Para ilmuwan meyakini, infeksi MERS-CoV tidak selalu mematikan. Seseorang bisa saja terinfeksi MERS-CoV tanpa mengalami gejala penyakit pernapasan parah. Namun belum bisa dipastikan apakah pada kondisi tersebut virus bisa menular ke orang lain.
"Anda tidak harus masuk ICU (Intensive Care Unit) dengan pneumonia untuk punya MERS. Kami asumsikan mereka lebih tidak menular, tapi kami tidak tahu pasti," kata Dr David Swedlow dari US Center for Disease Control and Prevention (CDC), seperti dikutip dari Reuters, Senin (19/5/2014).
CDC memiliki tim di Arab Saudi untuk meneliti MERS-CoV, khususnya pada bentuk infeksi ringan. Salah satu misinya adalah menjawab pertanyaan apakah pada kasus infeksi ringan seseorang bisa menyebarkan virus ke lingkungannya.
Dr Swerdlow berencana melakukan uji pada keluarga pasien dengan infeksi ringan MERS-CoV. Meski tidak menunjukkan gejala apapun termasuk gangguan pernapasan, mereka akan diperiksa untuk memastikan ada tidaknya penularan virus di lingkungan keluarga.
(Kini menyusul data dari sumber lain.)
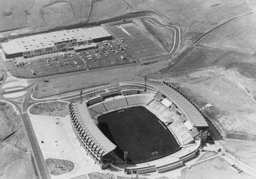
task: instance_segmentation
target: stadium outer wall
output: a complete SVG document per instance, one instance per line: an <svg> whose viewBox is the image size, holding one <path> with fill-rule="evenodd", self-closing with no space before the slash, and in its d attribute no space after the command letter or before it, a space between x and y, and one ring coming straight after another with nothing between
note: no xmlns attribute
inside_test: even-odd
<svg viewBox="0 0 256 179"><path fill-rule="evenodd" d="M130 85L131 85L131 83L130 82L128 82L128 83L130 84ZM137 85L138 86L143 86L141 83L141 84L137 84ZM125 85L125 84L124 84L123 83L120 83L120 86L123 86L124 85ZM122 91L122 92L126 92L126 95L132 95L132 94L138 94L138 93L140 93L140 92L141 93L156 93L156 91L157 91L158 89L157 88L156 88L155 87L154 87L154 85L150 85L150 86L148 86L147 87L147 89L148 89L148 92L145 92L141 90L138 90L138 89L136 89L136 90L126 90L126 91ZM104 96L104 98L108 98L109 97L113 97L115 96L116 95L122 95L122 92L121 91L119 91L119 92L117 92L117 91L115 91L113 92L109 92L109 93L107 93L105 94L104 94L103 95L101 95L99 96L97 96L95 98L90 100L88 100L87 101L87 105L90 106L91 105L93 105L93 104L94 104L93 103L93 101L95 100L96 102L96 103L100 103L101 101L102 101L103 100L104 100L104 98L102 98L102 96ZM126 107L121 107L119 109L121 109L122 108L126 108ZM108 112L106 112L104 113L109 113L111 111L115 111L117 109L112 109L112 110L108 111ZM102 115L102 114L101 114L100 115ZM100 115L100 114L98 114L97 116L98 116ZM93 117L93 116L92 116ZM95 116L94 116L93 117L95 117ZM74 132L75 132L75 133L77 135L78 135L78 133L77 132L77 129L76 127L73 127L73 130L74 131ZM175 136L175 135L174 135ZM79 138L78 137L78 138ZM178 157L176 156L176 157L177 159L178 159L178 160L177 161L174 161L173 162L168 162L168 163L162 163L161 164L157 164L156 165L156 164L153 164L151 166L150 166L150 167L149 167L148 165L147 166L145 166L145 165L143 165L143 164L139 164L137 167L133 167L132 166L129 166L128 167L125 167L124 166L115 166L115 167L117 167L119 169L123 170L124 171L125 173L128 173L129 172L133 172L133 173L147 173L148 172L156 172L157 171L158 172L164 172L165 171L168 171L169 170L173 170L175 168L176 168L177 167L179 167L180 166L183 166L184 165L184 162L186 162L186 161L189 160L192 158L193 158L195 157L196 155L196 153L197 151L198 148L199 146L199 144L200 143L200 139L199 138L198 138L199 140L196 141L196 143L194 146L193 147L193 149L192 150L189 150L189 152L187 152L186 155L184 155L182 156L178 156L179 155L178 155ZM82 142L82 141L80 141L80 142ZM82 143L80 142L80 144L81 144L81 146L82 145ZM191 148L191 149L192 149ZM87 151L85 150L86 152L88 153L89 154L91 154L91 153L90 153L90 152L89 152L89 151ZM176 153L174 153L174 155L175 155ZM168 157L167 156L167 157ZM93 156L92 158L94 158L94 157ZM165 158L165 157L164 157ZM161 160L161 159L158 159L156 161L154 161L152 162L154 162L155 161L158 162L158 163L159 163L160 161L158 161L160 160ZM97 163L100 165L100 163L101 163L101 162L98 162L99 161L97 161ZM156 163L158 163L158 162L156 162ZM161 162L160 162L161 163ZM111 165L111 166L115 166L114 164L113 164L113 162L109 162L109 163L108 162L108 164ZM139 166L141 166L140 167L138 167ZM153 167L153 166L154 166Z"/></svg>

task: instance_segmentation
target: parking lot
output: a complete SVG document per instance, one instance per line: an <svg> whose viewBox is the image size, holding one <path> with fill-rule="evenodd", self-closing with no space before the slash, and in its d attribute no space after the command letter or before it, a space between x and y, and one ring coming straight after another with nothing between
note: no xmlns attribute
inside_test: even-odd
<svg viewBox="0 0 256 179"><path fill-rule="evenodd" d="M28 60L28 62L25 61L25 59L24 61L20 62L12 60L5 65L14 75L31 77L91 70L136 62L132 61L132 59L127 53L129 50L127 47L122 48L115 39L101 42L98 45L98 48L96 49L73 52L72 54L68 51L61 52L58 53L58 56Z"/></svg>

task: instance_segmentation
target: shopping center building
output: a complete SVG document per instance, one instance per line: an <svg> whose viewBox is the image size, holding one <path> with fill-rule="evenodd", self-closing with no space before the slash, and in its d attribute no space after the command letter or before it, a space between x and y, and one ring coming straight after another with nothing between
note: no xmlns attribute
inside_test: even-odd
<svg viewBox="0 0 256 179"><path fill-rule="evenodd" d="M63 30L11 39L1 43L6 58L28 57L57 52L96 48L96 43L111 39L101 26Z"/></svg>

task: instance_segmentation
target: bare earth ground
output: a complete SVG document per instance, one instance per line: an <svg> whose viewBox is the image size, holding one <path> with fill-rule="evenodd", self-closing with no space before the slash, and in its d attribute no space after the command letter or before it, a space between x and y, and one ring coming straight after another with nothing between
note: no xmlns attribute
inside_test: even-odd
<svg viewBox="0 0 256 179"><path fill-rule="evenodd" d="M255 17L255 12L238 17L210 33L200 43L208 46L254 54Z"/></svg>
<svg viewBox="0 0 256 179"><path fill-rule="evenodd" d="M39 103L31 107L30 112L33 114L65 117L69 115L68 105L60 101Z"/></svg>
<svg viewBox="0 0 256 179"><path fill-rule="evenodd" d="M2 28L0 30L26 26L31 27L29 30L38 30L38 29L49 28L49 23L51 26L53 24L58 26L60 24L75 23L74 22L74 18L76 22L84 21L85 18L88 17L88 15L85 15L85 12L89 11L90 4L89 2L85 3L84 6L84 1L82 0L78 2L69 1L69 2L71 4L70 6L66 3L53 0L20 1L19 6L17 6L17 0L8 2L0 0L0 4L3 5L0 7L0 18L2 19L0 27ZM108 3L109 0L96 1L93 6L92 11L89 17L91 18L89 19L90 22L94 22L98 20L98 18L113 17L121 13L132 11L145 9L158 11L164 15L163 16L165 16L163 18L167 22L173 23L180 28L182 33L181 52L185 50L188 45L195 42L204 33L230 18L255 10L256 5L255 1L252 0L163 0L161 1L161 3L156 3L153 0L126 0L125 2L128 2L129 5L125 3L124 1L120 1L120 3L117 3L116 6L112 7ZM65 17L66 14L71 14L70 12L68 13L65 11L63 11L62 13L58 11L56 8L58 7L58 5L59 4L61 5L63 9L70 11L70 8L73 8L73 15L70 15L68 18L62 18ZM84 8L83 8L83 6L85 6ZM54 18L54 22L50 22L47 20L50 17L50 13L47 11L47 9L45 10L45 8L47 7L56 12L58 17ZM45 11L44 9L45 10ZM27 11L25 11L26 10ZM44 12L46 13L45 15ZM83 12L78 15L78 12ZM48 13L50 14L48 14ZM46 20L45 18L45 17ZM23 29L22 31L28 30L26 29ZM15 32L17 32L19 33ZM2 33L0 35L5 36L6 34L9 34L9 33ZM138 80L141 81L143 81L144 76L154 74L151 76L152 78L165 79L179 84L180 89L199 107L202 107L209 102L212 103L213 107L207 109L203 112L210 113L210 116L215 120L221 122L221 127L227 131L234 129L237 131L242 131L255 134L254 125L255 125L256 122L254 112L256 106L254 98L255 96L255 89L256 88L254 81L255 79L256 71L255 63L253 62L255 60L254 57L244 54L239 55L238 53L230 52L226 50L213 49L212 51L210 50L207 51L206 48L195 48L195 49L198 52L190 54L186 60L187 60L189 58L193 60L190 61L186 61L191 66L187 69L180 68L181 71L176 71L176 72L179 75L178 76L174 75L171 71L168 71L164 74L154 74L168 66L168 63L163 61L147 66L118 68L114 70L111 69L81 73L79 74L81 75L76 75L76 76L78 77L76 78L74 78L75 74L69 76L63 75L61 77L55 77L52 79L47 86L45 86L45 83L39 83L36 96L41 97L48 94L54 95L67 92L67 89L70 91L78 88L83 89L100 85L106 83L106 81L111 83L112 85L117 84L118 82L122 81ZM200 49L202 50L200 51ZM205 53L205 50L206 52ZM185 61L185 59L182 60ZM232 61L233 60L234 61ZM182 61L181 60L180 61L182 63ZM229 62L227 63L227 61ZM193 67L193 63L195 62L198 62L198 64L200 66L197 66L196 65ZM201 62L204 62L204 63L201 65ZM211 64L212 62L213 63ZM219 62L222 62L221 65L219 65ZM186 64L183 63L183 65L180 66L182 67L183 66L186 68L184 65ZM178 65L178 64L177 65ZM175 66L178 68L178 66ZM191 69L189 69L191 68ZM171 71L173 70L174 69L171 68ZM74 79L76 80L74 80ZM177 84L177 85L178 85ZM228 92L229 91L230 92ZM4 127L5 129L10 127L4 126ZM18 134L17 132L16 132L17 133L15 135ZM13 135L4 142L9 141L8 140L11 140L12 142L14 140L12 137L14 136ZM19 135L20 137L20 136L22 135ZM236 149L237 149L237 143L243 145L239 146L241 148L249 146L250 144L243 142L236 143L234 141L230 141L230 143L227 144L228 146L234 146L230 149L230 151L236 153L237 155L244 157L244 155L247 155L247 153L244 154L243 152L241 152ZM22 146L26 142L17 146L21 147L20 146ZM233 145L236 145L236 146ZM13 147L13 146L12 146ZM7 150L4 152L7 153L7 151L9 150ZM245 159L249 162L252 162L255 158L250 151L248 151L248 153L251 152L250 157L251 158ZM6 157L4 153L2 153L2 155ZM221 175L221 178L226 177L226 178L231 178L229 177L233 176L232 178L236 178L242 176L242 178L250 178L249 177L247 177L247 175L245 175L243 173L237 174L233 170L230 172L230 170L228 170L229 169L228 165L226 163L225 164L226 162L222 160L219 157L215 158L209 161L204 162L193 166L190 169L186 169L182 173L182 178L198 178L202 175L205 178L206 177L215 178L214 177L219 176L218 175ZM8 159L5 161L5 162L9 161L11 161ZM20 161L15 160L13 163L16 163L18 161ZM29 161L30 162L30 160ZM26 162L29 162L28 161ZM28 164L24 165L24 163L22 163L22 167L29 166ZM213 167L210 167L213 163L214 163ZM6 165L9 164L8 163ZM1 166L0 168L3 167ZM5 170L5 174L3 175L7 175L11 172L13 175L15 175L17 168L22 169L16 166L14 169L8 168L8 170L9 169L9 170ZM227 172L225 171L224 170ZM8 173L8 171L11 172ZM26 169L22 170L21 173L24 175L33 177L33 174L28 174L26 173L31 172L32 171L31 169ZM14 173L13 171L15 171ZM202 173L202 171L203 171L203 173ZM9 176L7 176L6 178L8 178ZM12 176L11 177L15 177Z"/></svg>
<svg viewBox="0 0 256 179"><path fill-rule="evenodd" d="M206 153L204 153L203 155L199 159L198 159L197 162L199 162L199 161L202 161L206 159L211 157L212 157L215 156L218 154L214 151L208 151Z"/></svg>
<svg viewBox="0 0 256 179"><path fill-rule="evenodd" d="M11 105L1 102L0 120L0 178L36 178L21 119Z"/></svg>
<svg viewBox="0 0 256 179"><path fill-rule="evenodd" d="M162 78L179 83L180 89L199 108L207 103L211 104L213 107L203 112L210 113L221 123L224 130L256 135L256 101L253 98L256 85L253 80L235 70L220 67L206 68L173 78L170 76L167 73ZM246 89L251 89L251 92Z"/></svg>
<svg viewBox="0 0 256 179"><path fill-rule="evenodd" d="M183 169L181 175L181 177L179 177L180 179L255 178L245 172L236 173L231 169L228 163L220 156L193 165L190 169Z"/></svg>
<svg viewBox="0 0 256 179"><path fill-rule="evenodd" d="M225 148L237 159L252 167L256 166L256 142L254 141L225 139L219 141Z"/></svg>
<svg viewBox="0 0 256 179"><path fill-rule="evenodd" d="M49 172L52 175L62 175L71 171L74 164L71 161L55 159L47 159L45 163Z"/></svg>

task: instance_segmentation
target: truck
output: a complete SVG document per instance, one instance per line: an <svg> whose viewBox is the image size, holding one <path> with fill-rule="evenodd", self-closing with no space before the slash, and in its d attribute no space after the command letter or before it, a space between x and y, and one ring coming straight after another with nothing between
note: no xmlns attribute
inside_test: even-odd
<svg viewBox="0 0 256 179"><path fill-rule="evenodd" d="M121 55L121 58L124 61L125 61L126 60L126 57L123 57L122 55Z"/></svg>

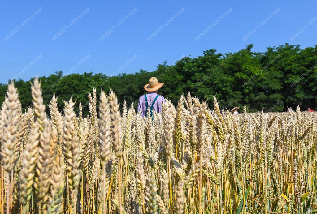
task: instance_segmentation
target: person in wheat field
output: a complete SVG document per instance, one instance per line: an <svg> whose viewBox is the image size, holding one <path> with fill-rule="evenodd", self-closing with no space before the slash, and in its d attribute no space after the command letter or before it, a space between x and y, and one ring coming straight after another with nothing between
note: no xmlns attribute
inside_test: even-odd
<svg viewBox="0 0 317 214"><path fill-rule="evenodd" d="M150 116L152 117L153 110L160 113L162 112L162 104L165 102L165 98L163 96L158 94L158 91L164 83L159 83L156 77L151 77L149 83L144 85L144 89L148 93L143 95L139 98L138 105L138 112L141 111L142 117L147 117L147 110L150 109Z"/></svg>

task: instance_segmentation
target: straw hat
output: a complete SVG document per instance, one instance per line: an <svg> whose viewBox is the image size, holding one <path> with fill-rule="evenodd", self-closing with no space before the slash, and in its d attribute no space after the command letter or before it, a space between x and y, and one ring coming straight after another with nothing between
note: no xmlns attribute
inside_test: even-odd
<svg viewBox="0 0 317 214"><path fill-rule="evenodd" d="M159 83L156 77L151 77L149 80L149 84L144 85L144 89L148 91L155 91L158 90L164 85L164 83Z"/></svg>

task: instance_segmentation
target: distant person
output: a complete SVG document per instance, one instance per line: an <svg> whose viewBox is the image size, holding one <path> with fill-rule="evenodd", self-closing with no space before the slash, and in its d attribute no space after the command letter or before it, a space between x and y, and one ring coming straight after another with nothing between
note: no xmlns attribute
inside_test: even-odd
<svg viewBox="0 0 317 214"><path fill-rule="evenodd" d="M307 109L307 110L309 111L309 112L314 112L314 110L313 110L312 109L311 109L310 108L308 108L308 109Z"/></svg>
<svg viewBox="0 0 317 214"><path fill-rule="evenodd" d="M151 117L153 110L159 113L162 112L162 103L165 102L165 98L158 94L158 91L164 85L164 83L159 83L156 77L151 77L149 80L149 83L144 85L144 89L149 93L140 97L138 105L138 112L140 111L142 117L148 116L147 115L149 108Z"/></svg>

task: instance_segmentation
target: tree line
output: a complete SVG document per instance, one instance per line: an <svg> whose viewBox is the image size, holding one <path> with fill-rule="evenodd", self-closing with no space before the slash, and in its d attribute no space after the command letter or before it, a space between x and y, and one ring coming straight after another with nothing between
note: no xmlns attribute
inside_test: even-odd
<svg viewBox="0 0 317 214"><path fill-rule="evenodd" d="M222 54L215 49L204 51L202 55L183 57L174 65L166 61L152 72L141 69L134 73L107 76L102 73L85 72L63 75L62 71L39 77L44 102L48 104L52 95L58 97L58 107L71 96L82 103L84 113L88 112L87 95L94 88L107 93L111 88L121 103L128 105L145 93L149 79L157 77L165 83L159 93L176 104L182 93L188 91L212 104L213 96L221 108L230 110L245 105L253 112L285 111L299 105L302 110L317 107L317 46L301 49L286 43L269 47L263 52L252 51L253 46L235 53ZM24 111L32 106L30 82L15 80ZM0 102L5 98L7 84L0 84ZM97 94L97 96L99 94ZM78 106L78 105L77 105ZM78 106L75 110L78 110Z"/></svg>

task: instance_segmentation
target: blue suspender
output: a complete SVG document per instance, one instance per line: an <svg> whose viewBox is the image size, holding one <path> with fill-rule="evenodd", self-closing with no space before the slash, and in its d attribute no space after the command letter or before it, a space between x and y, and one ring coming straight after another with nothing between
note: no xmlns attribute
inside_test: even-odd
<svg viewBox="0 0 317 214"><path fill-rule="evenodd" d="M154 104L155 103L156 101L156 100L158 98L159 96L158 94L156 96L155 98L154 99L154 100L153 101L153 102L152 103L152 104L151 105L151 106L150 107L150 111L151 112L151 117L153 116L153 108L154 107ZM149 108L149 104L147 103L147 98L146 97L146 95L144 95L144 99L145 99L145 105L146 106L146 109L145 111L145 116L147 117L147 109ZM152 119L154 119L153 118Z"/></svg>

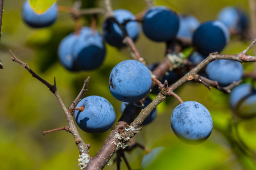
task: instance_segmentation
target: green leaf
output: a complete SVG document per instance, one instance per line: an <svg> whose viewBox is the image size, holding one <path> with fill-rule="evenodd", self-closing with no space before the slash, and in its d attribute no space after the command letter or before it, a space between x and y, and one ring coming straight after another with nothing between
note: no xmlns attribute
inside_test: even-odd
<svg viewBox="0 0 256 170"><path fill-rule="evenodd" d="M46 12L57 0L29 0L35 12L40 14Z"/></svg>

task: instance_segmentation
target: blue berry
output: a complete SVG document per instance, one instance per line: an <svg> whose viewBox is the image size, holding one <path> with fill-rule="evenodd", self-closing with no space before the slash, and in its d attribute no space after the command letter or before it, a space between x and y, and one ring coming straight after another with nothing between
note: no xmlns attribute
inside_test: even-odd
<svg viewBox="0 0 256 170"><path fill-rule="evenodd" d="M125 20L135 20L135 16L130 11L119 9L113 11L114 16L117 22L122 24ZM135 21L129 22L125 26L127 33L134 41L136 41L141 33L141 27ZM121 48L125 45L122 42L125 36L119 27L111 19L107 19L103 24L102 36L105 40L110 45Z"/></svg>
<svg viewBox="0 0 256 170"><path fill-rule="evenodd" d="M248 19L245 12L232 6L222 8L217 18L232 32L242 33L248 26Z"/></svg>
<svg viewBox="0 0 256 170"><path fill-rule="evenodd" d="M180 15L180 26L177 37L192 39L193 33L199 25L199 21L193 15Z"/></svg>
<svg viewBox="0 0 256 170"><path fill-rule="evenodd" d="M142 30L150 40L164 42L175 40L179 26L179 16L175 12L165 6L156 6L144 16Z"/></svg>
<svg viewBox="0 0 256 170"><path fill-rule="evenodd" d="M135 102L145 97L151 87L148 69L139 61L129 60L117 64L109 76L109 90L117 99Z"/></svg>
<svg viewBox="0 0 256 170"><path fill-rule="evenodd" d="M229 104L233 113L242 118L256 116L256 90L251 84L242 84L235 87L229 96Z"/></svg>
<svg viewBox="0 0 256 170"><path fill-rule="evenodd" d="M111 104L102 97L90 96L82 99L77 107L84 107L82 112L75 110L75 119L79 128L89 133L100 133L112 127L115 112Z"/></svg>
<svg viewBox="0 0 256 170"><path fill-rule="evenodd" d="M82 70L92 70L103 63L106 56L102 37L98 31L92 32L90 28L84 27L73 48L74 58Z"/></svg>
<svg viewBox="0 0 256 170"><path fill-rule="evenodd" d="M232 90L229 96L229 105L234 109L238 101L252 92L253 87L250 84L242 84Z"/></svg>
<svg viewBox="0 0 256 170"><path fill-rule="evenodd" d="M208 56L213 52L220 53L229 41L228 28L220 21L202 23L195 31L192 44L203 56Z"/></svg>
<svg viewBox="0 0 256 170"><path fill-rule="evenodd" d="M58 48L59 61L66 69L72 71L79 70L73 54L77 38L74 33L69 35L61 40Z"/></svg>
<svg viewBox="0 0 256 170"><path fill-rule="evenodd" d="M79 35L72 33L61 40L58 49L61 63L70 71L92 70L104 62L106 50L97 31L84 27Z"/></svg>
<svg viewBox="0 0 256 170"><path fill-rule="evenodd" d="M22 19L28 26L34 28L43 28L51 26L57 19L57 3L53 3L46 12L38 14L32 9L28 0L22 6Z"/></svg>
<svg viewBox="0 0 256 170"><path fill-rule="evenodd" d="M225 87L242 78L243 66L237 61L218 60L207 66L205 73L209 79L218 82L220 86Z"/></svg>
<svg viewBox="0 0 256 170"><path fill-rule="evenodd" d="M152 102L152 100L150 99L149 97L147 97L145 101L143 103L143 106L142 108L142 109L143 109L144 108L146 108L148 104L150 104L150 103ZM127 102L122 102L121 104L121 112L122 113L123 112L123 110L125 110L125 108L128 105L129 103ZM143 122L143 125L146 125L147 124L150 124L156 117L156 108L154 108L154 109L151 111L150 115L144 120Z"/></svg>
<svg viewBox="0 0 256 170"><path fill-rule="evenodd" d="M204 105L193 101L185 101L174 109L171 125L178 138L191 144L207 140L213 128L209 111Z"/></svg>

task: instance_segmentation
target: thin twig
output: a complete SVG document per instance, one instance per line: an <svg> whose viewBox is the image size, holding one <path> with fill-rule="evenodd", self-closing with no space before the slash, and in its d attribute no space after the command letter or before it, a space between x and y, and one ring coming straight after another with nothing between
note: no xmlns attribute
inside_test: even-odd
<svg viewBox="0 0 256 170"><path fill-rule="evenodd" d="M225 94L230 94L231 92L231 89L237 86L242 82L242 80L240 80L237 82L234 82L226 87L220 86L217 81L211 80L204 76L200 76L199 75L196 75L195 82L197 83L203 83L205 87L207 87L209 90L210 90L210 86L214 88L222 91Z"/></svg>
<svg viewBox="0 0 256 170"><path fill-rule="evenodd" d="M90 145L89 144L85 144L81 138L79 133L77 131L77 129L74 124L73 117L68 111L68 109L67 109L66 107L65 106L63 101L62 101L61 98L60 97L58 92L57 91L55 79L54 81L54 85L51 85L50 83L44 80L42 78L41 78L40 76L37 75L35 72L34 72L30 68L28 65L24 63L20 60L18 60L15 56L14 54L11 52L11 50L10 50L10 53L12 56L11 59L13 60L13 61L23 66L32 75L32 76L35 77L38 80L40 80L41 82L44 84L47 87L49 88L50 91L55 95L56 97L57 98L57 100L58 101L63 112L64 113L65 116L68 122L68 125L69 129L69 131L72 134L75 139L76 144L79 148L80 154L85 154L88 155L88 158L90 158L89 155L89 150L88 150L88 149L90 147ZM75 106L76 106L76 105L75 105Z"/></svg>
<svg viewBox="0 0 256 170"><path fill-rule="evenodd" d="M131 167L129 165L129 163L128 162L128 160L127 160L126 158L125 157L125 152L123 151L123 150L122 150L122 152L121 153L121 157L123 158L123 160L125 162L125 164L126 165L126 167L127 167L128 170L131 170Z"/></svg>
<svg viewBox="0 0 256 170"><path fill-rule="evenodd" d="M3 0L0 0L0 42L2 37L2 22L3 12Z"/></svg>
<svg viewBox="0 0 256 170"><path fill-rule="evenodd" d="M82 96L87 91L87 86L88 85L89 80L90 80L90 77L88 76L87 79L84 81L84 85L82 86L82 89L81 90L80 92L78 95L77 97L76 97L76 99L73 101L72 104L69 107L70 109L73 109L76 107L79 101L82 99Z"/></svg>
<svg viewBox="0 0 256 170"><path fill-rule="evenodd" d="M44 135L45 134L46 134L47 133L50 133L52 132L55 132L55 131L60 131L60 130L65 130L66 131L69 131L69 128L68 128L68 126L66 126L65 127L55 129L52 129L52 130L50 130L43 131L42 134L43 135Z"/></svg>

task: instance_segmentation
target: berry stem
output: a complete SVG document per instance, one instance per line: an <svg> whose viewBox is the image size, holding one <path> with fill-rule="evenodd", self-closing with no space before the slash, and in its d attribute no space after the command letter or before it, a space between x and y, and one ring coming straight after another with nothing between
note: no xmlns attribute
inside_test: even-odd
<svg viewBox="0 0 256 170"><path fill-rule="evenodd" d="M60 131L60 130L65 130L66 131L68 131L69 130L69 128L68 128L68 126L66 126L65 127L57 128L57 129L52 129L52 130L50 130L43 131L42 134L43 135L44 135L45 134L46 134L47 133L50 133L52 132Z"/></svg>
<svg viewBox="0 0 256 170"><path fill-rule="evenodd" d="M76 107L76 108L75 108L74 110L82 112L84 110L84 107L82 106L81 107Z"/></svg>

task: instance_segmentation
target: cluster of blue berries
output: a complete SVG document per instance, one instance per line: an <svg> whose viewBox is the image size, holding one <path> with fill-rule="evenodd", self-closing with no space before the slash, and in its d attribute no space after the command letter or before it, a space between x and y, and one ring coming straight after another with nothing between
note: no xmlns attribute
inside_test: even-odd
<svg viewBox="0 0 256 170"><path fill-rule="evenodd" d="M197 65L210 53L221 52L228 44L231 33L243 33L247 26L246 15L239 9L228 7L218 14L217 20L200 23L193 16L178 14L165 6L155 6L147 10L142 19L141 27L130 11L119 9L113 11L113 17L107 18L101 35L96 30L84 27L79 34L72 33L60 42L59 59L61 65L72 71L92 70L104 62L106 56L105 42L121 48L125 46L123 39L129 36L137 41L142 30L144 35L155 42L175 44L176 39L190 40L194 51L189 61ZM52 25L57 17L57 7L54 3L42 14L35 13L28 0L23 6L22 17L28 26L43 28ZM117 64L112 70L109 80L112 95L122 101L122 112L129 103L145 97L142 109L152 100L147 97L151 90L150 70L158 63L146 66L142 62L128 60ZM209 63L205 74L210 80L221 86L227 86L242 78L243 67L237 61L220 60ZM161 82L167 79L174 83L179 78L177 73L168 71ZM151 93L157 94L157 88ZM241 118L256 115L255 90L249 84L236 87L230 95L230 107L235 114ZM110 129L115 121L115 110L105 99L98 96L88 96L77 105L84 110L76 110L75 120L84 131L99 133ZM143 125L151 122L156 115L156 109L145 120ZM202 104L188 101L179 104L172 112L171 125L175 134L184 142L195 144L203 142L210 135L213 128L210 114Z"/></svg>

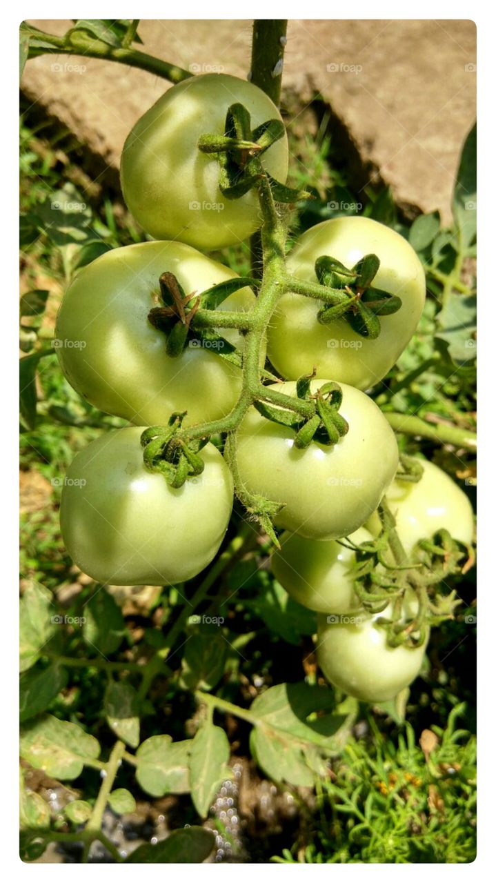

Sementara itu, Belanda menjadi negara ke-16 yang mengkonfirmasi adanya kasus MERS-CoV di wilayahnya. Dalam selang waktu 1 hari saja, 2 orang di negara tersebut terinfeksi penyakit yang juga disebut flu unta tersebut. Keduanya punya riwayat baru pulang dari Arab Saudi, 1 di antaranya mengunjungi peternakan unta.
"Kalau bepergiaan ke Jazirah Arab maka sekarang jangan dulu berkunjung ke peternakan ‎unta," pesan Prof Dr Tjandra Yoga Aditama, Kepala Badan Penelitian dan Pengembangan Kementerian Kesehatan yang juga anggota MERS Emergency Committe WHO.